Even though I had applied to many schools and had been placed on multiple waitlists, nothing opened up. So, with a heavy heart I sent her off to her original neighborhood school for her first day. Then, just three days later, I got a call that felt like a miracle. My daughter was accepted into a different middle school, one that performs better than the neighborhood school and one where she will feel safe.

On her first day in the new school, I went to wake her up at 6:30 am and found her wide awake, excited to have a fresh start.

I’ve lived in the same house in South LA for almost twenty years, and my husband and I are raising three children in a close-knit community. There’s so much talk among parents who share information about what is good and what’s not good in the local schools.

In those talks, I’ve spoken to so many parents who feel like they don’t have a voice, who feel like they have no power. I wish that it didn’t matter where you live, that all students could have their choice of excellent schools.

I am lucky that I have the time to go to different schools in person, to call and get updates about my daughter’s position on waitlists, to be able to research and compare scores and gather information. I am also lucky that I happened to find an advocate to work with me through the process. But not every family can take all of those steps, and I worry about the families who get stuck on waitlists year after year without getting into a new school.

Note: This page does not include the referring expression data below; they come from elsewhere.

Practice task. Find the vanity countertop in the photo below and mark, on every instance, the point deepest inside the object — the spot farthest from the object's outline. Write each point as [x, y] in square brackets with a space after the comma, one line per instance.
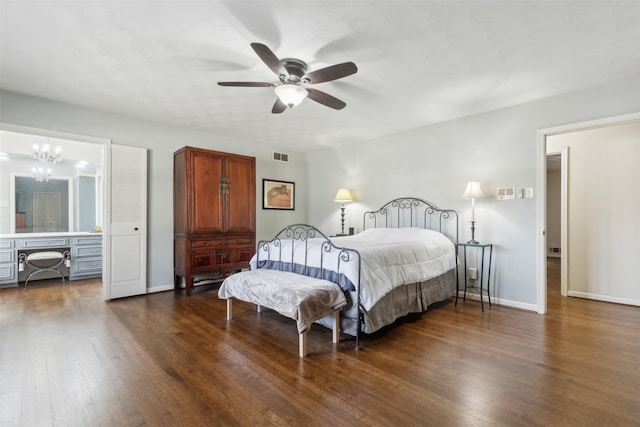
[61, 234]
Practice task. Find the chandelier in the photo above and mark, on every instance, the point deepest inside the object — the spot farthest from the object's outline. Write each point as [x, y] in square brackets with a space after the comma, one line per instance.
[41, 174]
[45, 155]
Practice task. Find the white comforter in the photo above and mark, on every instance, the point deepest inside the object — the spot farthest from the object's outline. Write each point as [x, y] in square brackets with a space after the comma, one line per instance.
[390, 258]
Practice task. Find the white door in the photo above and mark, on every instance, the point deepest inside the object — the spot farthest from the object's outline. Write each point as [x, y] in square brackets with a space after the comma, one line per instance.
[127, 245]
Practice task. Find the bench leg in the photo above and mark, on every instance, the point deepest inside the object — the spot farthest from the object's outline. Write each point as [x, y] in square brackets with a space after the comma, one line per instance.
[302, 344]
[336, 326]
[229, 308]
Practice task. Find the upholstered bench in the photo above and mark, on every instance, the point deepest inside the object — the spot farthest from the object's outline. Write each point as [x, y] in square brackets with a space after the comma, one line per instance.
[43, 261]
[302, 298]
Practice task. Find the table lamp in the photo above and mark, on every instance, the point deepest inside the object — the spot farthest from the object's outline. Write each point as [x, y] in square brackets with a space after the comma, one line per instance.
[343, 196]
[473, 192]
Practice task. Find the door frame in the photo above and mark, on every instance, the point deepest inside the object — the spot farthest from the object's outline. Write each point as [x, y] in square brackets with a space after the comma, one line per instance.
[106, 180]
[541, 203]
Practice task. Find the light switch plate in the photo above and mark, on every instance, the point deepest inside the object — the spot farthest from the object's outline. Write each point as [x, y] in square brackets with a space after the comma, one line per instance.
[529, 193]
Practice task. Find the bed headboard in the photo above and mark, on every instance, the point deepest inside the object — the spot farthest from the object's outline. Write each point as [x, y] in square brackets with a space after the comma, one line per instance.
[303, 249]
[413, 212]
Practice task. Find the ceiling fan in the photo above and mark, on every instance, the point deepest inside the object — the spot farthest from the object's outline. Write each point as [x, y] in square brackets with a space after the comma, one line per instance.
[293, 75]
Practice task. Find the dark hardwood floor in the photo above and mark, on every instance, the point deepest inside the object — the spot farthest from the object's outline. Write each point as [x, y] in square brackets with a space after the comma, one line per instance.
[69, 359]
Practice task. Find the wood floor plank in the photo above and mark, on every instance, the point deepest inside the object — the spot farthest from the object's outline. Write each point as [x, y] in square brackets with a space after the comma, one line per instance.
[69, 358]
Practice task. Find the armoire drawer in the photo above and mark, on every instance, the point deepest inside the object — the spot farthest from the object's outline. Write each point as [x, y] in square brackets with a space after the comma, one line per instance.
[207, 243]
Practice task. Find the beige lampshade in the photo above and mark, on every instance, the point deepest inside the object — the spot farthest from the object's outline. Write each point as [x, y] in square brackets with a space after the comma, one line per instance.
[343, 196]
[473, 191]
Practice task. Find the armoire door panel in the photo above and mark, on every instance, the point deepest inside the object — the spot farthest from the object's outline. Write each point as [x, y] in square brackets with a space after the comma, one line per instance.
[206, 198]
[240, 212]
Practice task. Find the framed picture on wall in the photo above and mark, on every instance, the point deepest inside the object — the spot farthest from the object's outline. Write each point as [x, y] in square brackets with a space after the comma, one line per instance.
[278, 194]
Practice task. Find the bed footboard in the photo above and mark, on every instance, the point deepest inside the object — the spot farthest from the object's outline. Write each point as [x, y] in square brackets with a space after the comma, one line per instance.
[303, 249]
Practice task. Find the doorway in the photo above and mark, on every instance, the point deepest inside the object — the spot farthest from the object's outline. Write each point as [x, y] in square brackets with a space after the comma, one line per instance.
[542, 225]
[19, 145]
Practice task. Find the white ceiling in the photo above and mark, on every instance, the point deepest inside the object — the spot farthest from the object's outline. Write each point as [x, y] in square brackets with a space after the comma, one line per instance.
[420, 62]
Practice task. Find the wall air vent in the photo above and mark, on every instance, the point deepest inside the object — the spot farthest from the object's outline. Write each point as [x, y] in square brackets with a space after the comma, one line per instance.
[280, 157]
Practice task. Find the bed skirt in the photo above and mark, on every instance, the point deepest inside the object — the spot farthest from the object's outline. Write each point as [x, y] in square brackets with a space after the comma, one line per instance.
[413, 298]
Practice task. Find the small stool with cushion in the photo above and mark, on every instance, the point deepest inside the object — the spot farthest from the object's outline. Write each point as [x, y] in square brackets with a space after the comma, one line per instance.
[44, 261]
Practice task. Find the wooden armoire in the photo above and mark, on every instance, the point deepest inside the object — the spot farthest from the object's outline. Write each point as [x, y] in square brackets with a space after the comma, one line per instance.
[214, 199]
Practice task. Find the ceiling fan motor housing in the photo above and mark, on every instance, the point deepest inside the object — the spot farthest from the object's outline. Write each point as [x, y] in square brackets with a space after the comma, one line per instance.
[296, 69]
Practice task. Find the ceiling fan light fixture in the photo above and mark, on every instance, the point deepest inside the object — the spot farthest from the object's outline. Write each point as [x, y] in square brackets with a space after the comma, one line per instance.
[290, 94]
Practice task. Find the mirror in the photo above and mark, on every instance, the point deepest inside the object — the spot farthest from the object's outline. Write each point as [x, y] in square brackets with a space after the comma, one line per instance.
[68, 198]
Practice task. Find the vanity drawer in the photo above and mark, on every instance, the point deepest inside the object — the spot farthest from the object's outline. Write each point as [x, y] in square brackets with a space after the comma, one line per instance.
[81, 241]
[82, 251]
[7, 256]
[53, 242]
[85, 267]
[7, 244]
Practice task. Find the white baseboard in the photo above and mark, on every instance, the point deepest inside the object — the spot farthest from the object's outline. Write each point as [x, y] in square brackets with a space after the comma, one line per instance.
[498, 301]
[160, 289]
[605, 298]
[163, 288]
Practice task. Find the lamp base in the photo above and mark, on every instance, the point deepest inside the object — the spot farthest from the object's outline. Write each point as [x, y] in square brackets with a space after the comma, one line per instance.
[473, 232]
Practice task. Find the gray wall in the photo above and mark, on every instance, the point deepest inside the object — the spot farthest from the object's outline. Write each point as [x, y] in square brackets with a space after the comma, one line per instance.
[162, 141]
[497, 148]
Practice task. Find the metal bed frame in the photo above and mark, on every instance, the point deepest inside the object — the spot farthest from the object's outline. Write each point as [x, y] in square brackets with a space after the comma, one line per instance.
[275, 258]
[397, 213]
[413, 212]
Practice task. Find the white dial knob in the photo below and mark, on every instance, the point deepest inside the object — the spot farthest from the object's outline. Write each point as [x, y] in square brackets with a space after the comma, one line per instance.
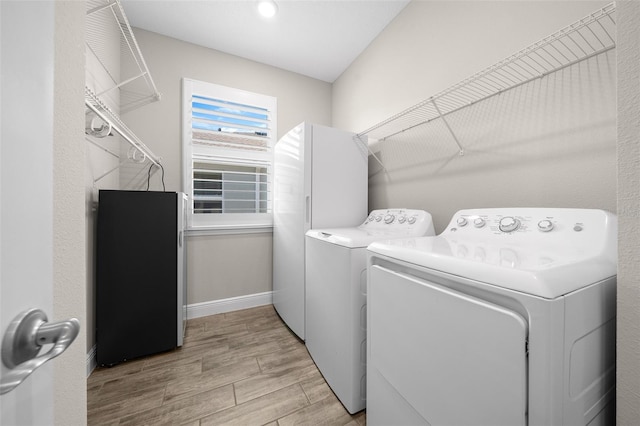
[509, 224]
[545, 225]
[479, 222]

Now that I know my daughter is happy with the school she is attending, I can breathe again. I am looking forward to her being in a better school, and making new friends, and pursuing her goal of becoming a doctor.

At the end of the day, I feel lucky. There are many good choices in LAUSD, but those choices aren’t much good if families can’t get their children into first-rate schools. But at least for now, my daughter is happy after her first couple weeks in her new middle school. My next challenge? Finding her an excellent high school.

Patricia Rivera is a mother of three living in South Los Angeles.